Tony Stark, the billionaire genius otherwise known as Iron Man, may tear a rift in the Marvel Cinematic Universe, and actor Robert Downey Jr. gave Empire Online some hints about what might precede the tearing.
Spoiler warning: The following contains hints at the future of the MCU and some background about the comic book and movie stories that it will be based on. If you’re looking to go in knowing nothing, look away now.
The original Civil War comic series turned Captain America into a maverick when he took a public stance against the Superhero Registration Act, which the U.S. government used to to regulate and oversee the gifted among humanity. His actions caused tension between him and former allies like Iron Man and Spider-Man.
Captain America: Civil War, the third film in actor Chris Evans' series, will take its inspiration from the 2006-2007 comic book story. Iron Man’s involvement in the movie was rumored as far back as last October.
"What would you do?"
What’s not clear, however, is what events and circumstances will convince Tony "Iron Man" Stark to turn against Captain America. Downey said partial credit for figuring that out goes to Anthony and Joe Russo, the directors of Captain America: The Winter Soldier and Civil War. The duo already planted the seed of a disillusioned Captain America in Winter Soldier.
Although he left much to the imagination, Downey spoke about the psychological and practical reasons that could precede the rift, the beginnings of which we’ll get to see this summer in in Avengers: Age of Ultron.
"The main thing to me is, and this is where I think the Russos are quite brilliant and where Kevin backed the play, is what sort of incident could occur and what sort of framework could we find Tony in?" Downey said. "The clues are in Ultron about where we might find him next. But what would it take for Tony to completely turn around everything he’s stood for, quote-unquote, because he was the right-wing guy who could still do his own thing?"

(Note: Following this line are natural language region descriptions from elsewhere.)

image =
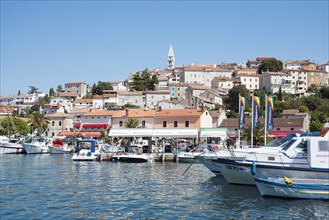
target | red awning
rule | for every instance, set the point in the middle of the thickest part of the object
(95, 125)
(283, 133)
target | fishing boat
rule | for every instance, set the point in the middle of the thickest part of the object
(36, 145)
(133, 158)
(294, 188)
(9, 146)
(86, 150)
(302, 157)
(60, 146)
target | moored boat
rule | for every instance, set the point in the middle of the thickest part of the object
(8, 147)
(86, 150)
(301, 157)
(133, 158)
(36, 145)
(294, 188)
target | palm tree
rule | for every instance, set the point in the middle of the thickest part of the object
(132, 123)
(38, 121)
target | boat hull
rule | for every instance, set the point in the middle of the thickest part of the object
(132, 158)
(279, 188)
(236, 172)
(59, 150)
(35, 149)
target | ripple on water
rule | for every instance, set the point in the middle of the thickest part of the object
(55, 187)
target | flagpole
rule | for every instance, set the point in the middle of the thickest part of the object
(239, 131)
(265, 124)
(252, 120)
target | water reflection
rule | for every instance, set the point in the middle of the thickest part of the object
(53, 186)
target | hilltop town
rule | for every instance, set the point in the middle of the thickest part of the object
(191, 96)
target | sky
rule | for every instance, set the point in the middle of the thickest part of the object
(48, 43)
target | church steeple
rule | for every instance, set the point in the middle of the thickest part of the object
(171, 59)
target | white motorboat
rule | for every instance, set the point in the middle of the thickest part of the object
(133, 158)
(86, 150)
(36, 145)
(59, 146)
(294, 188)
(302, 157)
(9, 147)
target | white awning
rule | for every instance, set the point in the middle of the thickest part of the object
(131, 132)
(183, 132)
(214, 133)
(156, 132)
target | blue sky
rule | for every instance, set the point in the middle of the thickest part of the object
(47, 43)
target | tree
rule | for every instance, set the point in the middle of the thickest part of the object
(98, 89)
(258, 134)
(37, 121)
(232, 101)
(132, 123)
(33, 89)
(271, 65)
(143, 81)
(316, 126)
(16, 126)
(302, 108)
(51, 92)
(324, 92)
(59, 88)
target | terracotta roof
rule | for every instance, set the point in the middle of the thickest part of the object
(278, 122)
(179, 113)
(133, 113)
(97, 112)
(223, 78)
(58, 115)
(74, 83)
(84, 100)
(64, 94)
(104, 96)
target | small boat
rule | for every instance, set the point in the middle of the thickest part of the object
(188, 157)
(8, 146)
(294, 188)
(86, 150)
(36, 145)
(133, 158)
(60, 146)
(302, 157)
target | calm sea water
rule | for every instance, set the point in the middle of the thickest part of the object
(55, 187)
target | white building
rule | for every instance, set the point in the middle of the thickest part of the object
(66, 103)
(252, 82)
(272, 81)
(133, 98)
(203, 74)
(79, 88)
(153, 97)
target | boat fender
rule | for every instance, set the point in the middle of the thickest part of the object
(253, 169)
(287, 180)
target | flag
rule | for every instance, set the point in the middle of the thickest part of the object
(256, 108)
(242, 106)
(270, 110)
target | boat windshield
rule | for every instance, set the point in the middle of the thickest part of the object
(276, 142)
(289, 144)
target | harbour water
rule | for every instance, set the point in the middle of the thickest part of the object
(55, 187)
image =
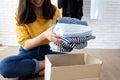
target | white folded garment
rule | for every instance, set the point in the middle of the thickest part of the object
(64, 29)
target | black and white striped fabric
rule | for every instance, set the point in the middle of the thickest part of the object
(74, 34)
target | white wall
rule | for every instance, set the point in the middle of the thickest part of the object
(107, 30)
(7, 35)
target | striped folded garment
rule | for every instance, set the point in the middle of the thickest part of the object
(74, 33)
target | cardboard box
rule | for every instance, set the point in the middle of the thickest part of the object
(72, 67)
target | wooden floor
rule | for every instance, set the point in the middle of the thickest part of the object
(111, 60)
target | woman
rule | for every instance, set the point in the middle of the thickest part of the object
(32, 18)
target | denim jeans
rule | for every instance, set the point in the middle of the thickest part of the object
(25, 63)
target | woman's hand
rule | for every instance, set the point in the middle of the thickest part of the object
(51, 36)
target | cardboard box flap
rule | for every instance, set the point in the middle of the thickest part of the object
(75, 72)
(91, 59)
(66, 59)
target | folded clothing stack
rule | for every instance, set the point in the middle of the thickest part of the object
(73, 32)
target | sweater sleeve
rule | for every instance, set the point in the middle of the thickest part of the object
(21, 31)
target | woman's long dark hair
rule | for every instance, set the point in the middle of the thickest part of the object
(26, 13)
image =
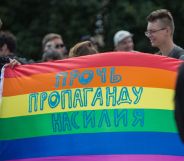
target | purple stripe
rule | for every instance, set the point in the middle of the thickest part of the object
(109, 158)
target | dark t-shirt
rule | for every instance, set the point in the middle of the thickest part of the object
(176, 52)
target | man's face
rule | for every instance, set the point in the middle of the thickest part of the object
(56, 45)
(125, 45)
(157, 33)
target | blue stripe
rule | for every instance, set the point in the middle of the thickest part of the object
(86, 144)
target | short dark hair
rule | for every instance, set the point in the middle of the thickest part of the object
(51, 55)
(49, 37)
(164, 15)
(9, 39)
(83, 48)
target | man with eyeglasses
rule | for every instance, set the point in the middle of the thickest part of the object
(53, 42)
(160, 31)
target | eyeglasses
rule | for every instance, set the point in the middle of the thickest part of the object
(58, 46)
(150, 32)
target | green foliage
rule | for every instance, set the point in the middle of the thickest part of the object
(31, 20)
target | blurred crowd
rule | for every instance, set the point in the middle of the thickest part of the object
(160, 32)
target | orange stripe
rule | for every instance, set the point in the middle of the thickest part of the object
(131, 76)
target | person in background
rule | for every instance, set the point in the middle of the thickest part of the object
(54, 42)
(160, 31)
(123, 41)
(1, 23)
(7, 49)
(83, 48)
(51, 55)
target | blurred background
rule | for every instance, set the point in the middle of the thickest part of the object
(30, 20)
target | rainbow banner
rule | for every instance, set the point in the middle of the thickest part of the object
(110, 106)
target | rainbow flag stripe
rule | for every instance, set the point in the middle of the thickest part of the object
(108, 106)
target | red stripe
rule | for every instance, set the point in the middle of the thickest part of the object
(97, 60)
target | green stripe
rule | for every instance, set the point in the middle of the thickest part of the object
(74, 123)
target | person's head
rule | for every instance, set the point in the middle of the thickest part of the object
(51, 55)
(123, 41)
(53, 42)
(83, 48)
(7, 43)
(160, 27)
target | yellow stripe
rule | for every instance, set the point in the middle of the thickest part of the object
(151, 98)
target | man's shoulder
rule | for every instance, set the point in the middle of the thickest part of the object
(177, 52)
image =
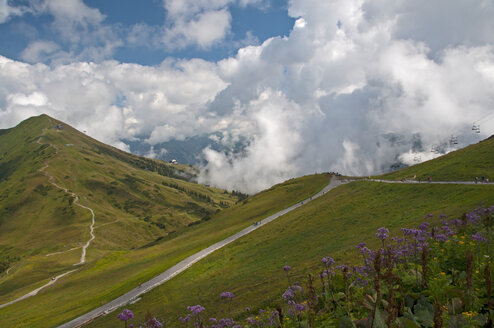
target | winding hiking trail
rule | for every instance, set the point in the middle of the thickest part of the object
(133, 295)
(51, 180)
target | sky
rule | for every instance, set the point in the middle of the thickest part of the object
(351, 86)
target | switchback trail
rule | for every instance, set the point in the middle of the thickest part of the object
(51, 180)
(133, 295)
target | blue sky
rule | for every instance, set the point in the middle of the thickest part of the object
(250, 24)
(352, 86)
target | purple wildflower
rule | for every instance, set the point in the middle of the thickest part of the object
(424, 226)
(195, 309)
(327, 261)
(478, 237)
(185, 319)
(441, 237)
(382, 233)
(288, 294)
(227, 295)
(153, 323)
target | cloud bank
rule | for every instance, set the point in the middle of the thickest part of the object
(356, 86)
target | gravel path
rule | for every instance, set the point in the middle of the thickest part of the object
(133, 295)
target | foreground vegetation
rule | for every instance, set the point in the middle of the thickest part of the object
(330, 225)
(461, 165)
(436, 275)
(118, 259)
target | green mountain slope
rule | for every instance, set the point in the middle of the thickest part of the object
(136, 201)
(252, 267)
(461, 165)
(129, 204)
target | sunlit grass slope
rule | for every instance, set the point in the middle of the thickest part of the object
(137, 201)
(461, 165)
(117, 262)
(332, 225)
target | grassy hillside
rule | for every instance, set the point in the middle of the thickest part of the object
(136, 201)
(461, 165)
(130, 246)
(332, 225)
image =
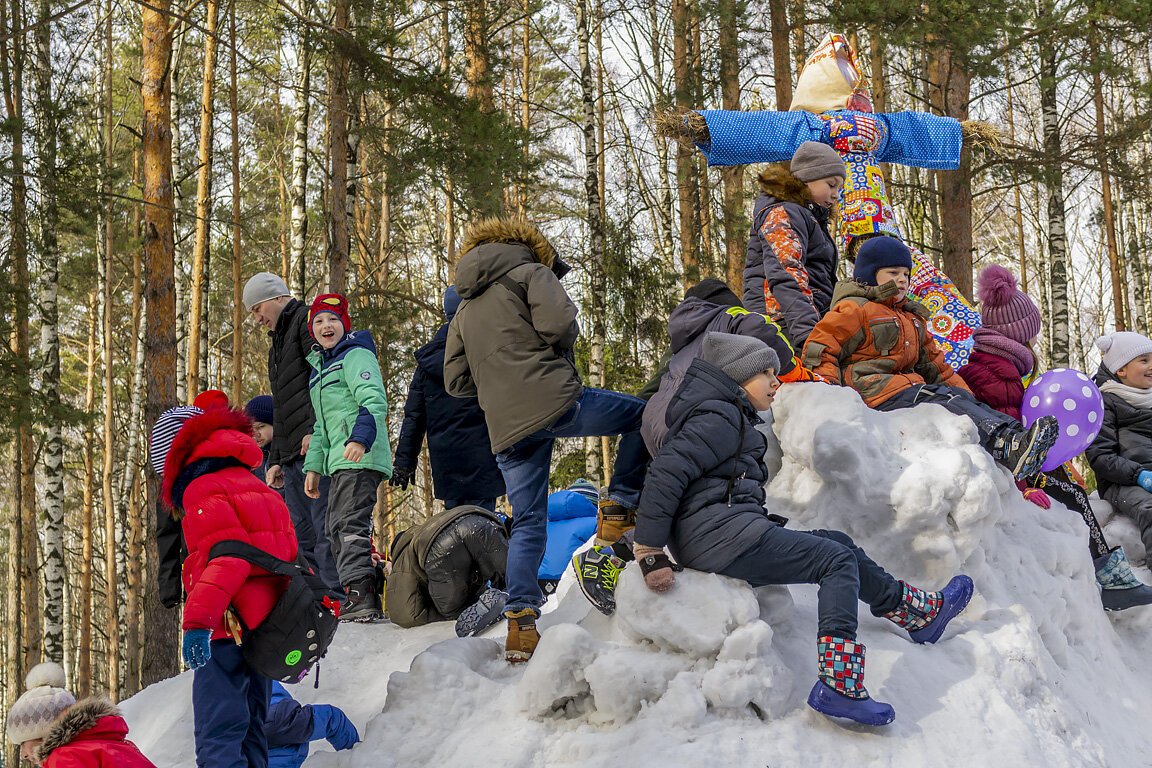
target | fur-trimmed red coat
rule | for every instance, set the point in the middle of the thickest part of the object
(225, 502)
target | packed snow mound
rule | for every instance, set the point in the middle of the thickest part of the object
(715, 673)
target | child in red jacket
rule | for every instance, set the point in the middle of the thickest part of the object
(995, 373)
(55, 731)
(205, 458)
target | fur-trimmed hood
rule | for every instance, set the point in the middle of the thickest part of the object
(777, 181)
(494, 245)
(215, 433)
(85, 715)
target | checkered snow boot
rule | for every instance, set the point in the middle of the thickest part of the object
(925, 615)
(840, 691)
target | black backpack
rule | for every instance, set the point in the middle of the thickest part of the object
(297, 631)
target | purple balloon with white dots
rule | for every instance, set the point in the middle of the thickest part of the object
(1075, 401)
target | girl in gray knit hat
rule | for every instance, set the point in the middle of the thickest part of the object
(790, 266)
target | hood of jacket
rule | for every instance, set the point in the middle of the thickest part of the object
(704, 381)
(883, 294)
(430, 357)
(493, 246)
(691, 318)
(217, 433)
(85, 715)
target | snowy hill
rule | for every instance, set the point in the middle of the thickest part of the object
(714, 673)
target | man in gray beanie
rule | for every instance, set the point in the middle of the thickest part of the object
(790, 266)
(267, 299)
(704, 501)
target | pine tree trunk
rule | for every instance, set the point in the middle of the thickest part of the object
(296, 278)
(53, 532)
(237, 255)
(1053, 179)
(160, 645)
(735, 223)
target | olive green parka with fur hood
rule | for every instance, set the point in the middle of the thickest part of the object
(510, 342)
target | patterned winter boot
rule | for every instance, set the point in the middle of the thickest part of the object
(522, 635)
(925, 615)
(840, 691)
(1119, 586)
(612, 522)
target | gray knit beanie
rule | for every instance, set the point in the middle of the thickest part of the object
(740, 357)
(817, 160)
(262, 287)
(44, 700)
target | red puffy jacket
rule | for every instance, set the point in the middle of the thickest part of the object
(995, 381)
(91, 734)
(222, 504)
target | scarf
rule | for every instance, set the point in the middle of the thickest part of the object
(997, 343)
(1134, 396)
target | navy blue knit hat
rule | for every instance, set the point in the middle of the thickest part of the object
(451, 302)
(877, 253)
(259, 409)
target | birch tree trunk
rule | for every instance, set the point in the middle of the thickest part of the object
(296, 278)
(160, 645)
(202, 248)
(53, 533)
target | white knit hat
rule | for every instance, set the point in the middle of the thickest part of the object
(1122, 347)
(44, 700)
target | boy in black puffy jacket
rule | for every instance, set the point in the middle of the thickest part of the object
(704, 500)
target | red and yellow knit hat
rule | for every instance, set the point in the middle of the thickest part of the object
(333, 303)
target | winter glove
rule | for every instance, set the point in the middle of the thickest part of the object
(401, 476)
(341, 732)
(197, 647)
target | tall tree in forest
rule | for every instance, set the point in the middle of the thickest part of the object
(50, 343)
(159, 656)
(302, 96)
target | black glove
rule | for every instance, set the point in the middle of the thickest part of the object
(401, 476)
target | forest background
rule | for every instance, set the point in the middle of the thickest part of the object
(158, 153)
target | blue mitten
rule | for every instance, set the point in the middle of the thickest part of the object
(197, 647)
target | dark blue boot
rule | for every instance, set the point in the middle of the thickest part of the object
(925, 615)
(840, 691)
(1119, 586)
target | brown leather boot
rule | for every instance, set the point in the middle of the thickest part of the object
(612, 522)
(522, 635)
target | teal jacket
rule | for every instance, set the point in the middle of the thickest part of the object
(347, 393)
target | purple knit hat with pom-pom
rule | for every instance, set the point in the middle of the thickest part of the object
(1006, 309)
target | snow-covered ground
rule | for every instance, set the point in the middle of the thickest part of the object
(714, 673)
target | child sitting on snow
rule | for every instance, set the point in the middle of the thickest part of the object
(1121, 455)
(876, 340)
(704, 500)
(995, 370)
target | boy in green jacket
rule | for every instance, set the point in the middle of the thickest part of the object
(349, 443)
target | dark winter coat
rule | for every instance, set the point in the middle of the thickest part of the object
(290, 725)
(704, 492)
(687, 327)
(514, 355)
(790, 265)
(877, 346)
(91, 734)
(1123, 448)
(459, 447)
(441, 565)
(995, 381)
(288, 372)
(207, 477)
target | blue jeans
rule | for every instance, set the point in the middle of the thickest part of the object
(229, 706)
(309, 517)
(527, 465)
(483, 503)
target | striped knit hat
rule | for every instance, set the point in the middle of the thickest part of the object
(165, 431)
(44, 700)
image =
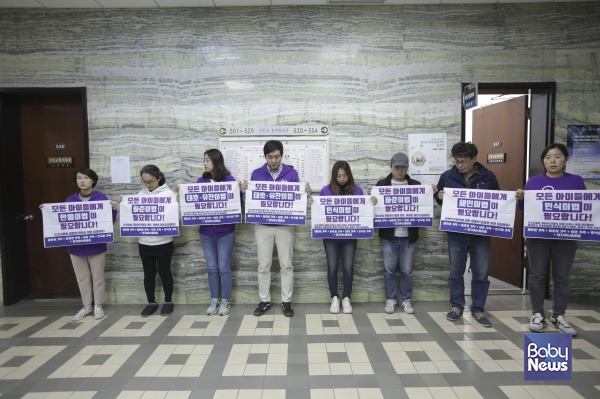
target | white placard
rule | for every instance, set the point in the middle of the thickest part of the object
(342, 217)
(282, 203)
(210, 203)
(403, 206)
(149, 216)
(562, 214)
(427, 153)
(77, 223)
(119, 169)
(479, 212)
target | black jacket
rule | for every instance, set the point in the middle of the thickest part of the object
(486, 180)
(388, 233)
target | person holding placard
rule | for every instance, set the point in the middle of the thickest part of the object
(342, 183)
(398, 245)
(156, 252)
(470, 174)
(540, 251)
(89, 259)
(268, 235)
(217, 240)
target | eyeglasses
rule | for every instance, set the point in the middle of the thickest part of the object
(460, 163)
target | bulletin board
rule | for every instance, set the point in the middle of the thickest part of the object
(308, 155)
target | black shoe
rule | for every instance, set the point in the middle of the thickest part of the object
(288, 311)
(262, 308)
(167, 309)
(148, 310)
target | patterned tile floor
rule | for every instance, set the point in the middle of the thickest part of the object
(369, 354)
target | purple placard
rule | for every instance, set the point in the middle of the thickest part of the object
(153, 231)
(210, 220)
(479, 212)
(471, 228)
(562, 215)
(282, 203)
(147, 216)
(345, 233)
(275, 218)
(403, 206)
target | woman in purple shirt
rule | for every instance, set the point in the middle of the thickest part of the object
(89, 259)
(217, 240)
(342, 183)
(541, 251)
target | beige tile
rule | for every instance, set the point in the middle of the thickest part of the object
(340, 368)
(319, 369)
(418, 393)
(370, 393)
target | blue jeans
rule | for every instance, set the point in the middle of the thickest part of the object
(562, 255)
(333, 248)
(398, 253)
(217, 252)
(478, 247)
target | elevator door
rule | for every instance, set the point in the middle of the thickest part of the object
(502, 129)
(51, 126)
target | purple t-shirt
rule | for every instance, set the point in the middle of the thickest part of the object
(543, 182)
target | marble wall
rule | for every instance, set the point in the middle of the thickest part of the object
(160, 82)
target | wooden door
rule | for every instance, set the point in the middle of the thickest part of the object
(49, 122)
(502, 129)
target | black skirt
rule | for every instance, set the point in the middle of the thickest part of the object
(157, 250)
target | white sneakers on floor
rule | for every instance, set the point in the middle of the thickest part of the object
(407, 306)
(335, 305)
(346, 306)
(82, 313)
(390, 306)
(98, 312)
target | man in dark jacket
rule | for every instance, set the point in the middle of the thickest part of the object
(268, 235)
(398, 245)
(470, 174)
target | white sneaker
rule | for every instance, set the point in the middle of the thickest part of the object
(335, 305)
(98, 312)
(82, 313)
(562, 325)
(390, 306)
(537, 323)
(407, 306)
(347, 308)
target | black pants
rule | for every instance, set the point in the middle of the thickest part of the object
(155, 259)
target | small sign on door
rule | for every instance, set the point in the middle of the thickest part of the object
(497, 158)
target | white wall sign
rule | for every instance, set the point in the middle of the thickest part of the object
(308, 155)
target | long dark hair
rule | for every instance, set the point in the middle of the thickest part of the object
(219, 170)
(89, 173)
(561, 148)
(153, 170)
(336, 189)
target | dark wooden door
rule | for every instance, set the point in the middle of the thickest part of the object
(505, 123)
(47, 121)
(15, 277)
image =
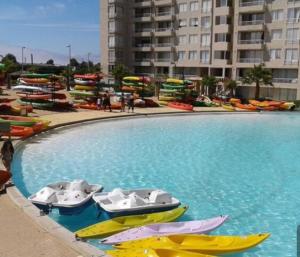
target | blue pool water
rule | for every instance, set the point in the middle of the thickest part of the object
(246, 166)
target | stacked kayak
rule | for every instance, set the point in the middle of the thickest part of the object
(38, 90)
(23, 126)
(134, 83)
(173, 89)
(85, 90)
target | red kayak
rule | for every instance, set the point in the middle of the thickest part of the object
(4, 177)
(19, 131)
(181, 106)
(87, 76)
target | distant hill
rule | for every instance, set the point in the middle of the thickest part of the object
(42, 56)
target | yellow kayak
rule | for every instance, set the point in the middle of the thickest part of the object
(154, 253)
(86, 88)
(198, 243)
(175, 81)
(228, 107)
(119, 224)
(167, 98)
(132, 78)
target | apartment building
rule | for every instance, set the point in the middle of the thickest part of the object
(187, 38)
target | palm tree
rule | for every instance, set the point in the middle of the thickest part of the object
(259, 76)
(231, 85)
(210, 83)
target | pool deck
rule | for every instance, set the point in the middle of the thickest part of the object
(24, 232)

Downey also spoke of Iron Man’s broad appeal across the political spectrum, which could help viewers sympathize with his decision.
"When the first Iron Man came out," he said, "the liberals and conservatives were both like, "You’re our guy.' Yes! Score! But the idea of Tony being able to march into Washington and say, ‘I'll sign up,' wouldn’t have made sense if the political climate in the real world hadn’t shifted the way it has. It’s a little bit of things following a real world continuum in, ‘What would you do?’"
"The clues are in
Carrying that further and thinking about MCU events as if they happened in real life is a useful thought exercise for determining what Iron Man — and the U.S. government — might do.
"There’s always the bigger overarching question," he said, "that Joss [Whedon, director of The Avengers and Ultron] brings up all the time. It’s kind of weird that these guys would have all these throw downs all over planet Earth, and it looked like a little collateral damage happened over there, and yet when the movie’s over, it’s like nobody minds. You have to figure, were you to ask the question, ‘What would the American government do if this were real? Wouldn’t it be interesting to see Tony doing something you wouldn’t imagine?’"
Inglorious Basterds’ Daniel Bruhl will join Downey and Evans in Civil War on its May 6, 2016 release date.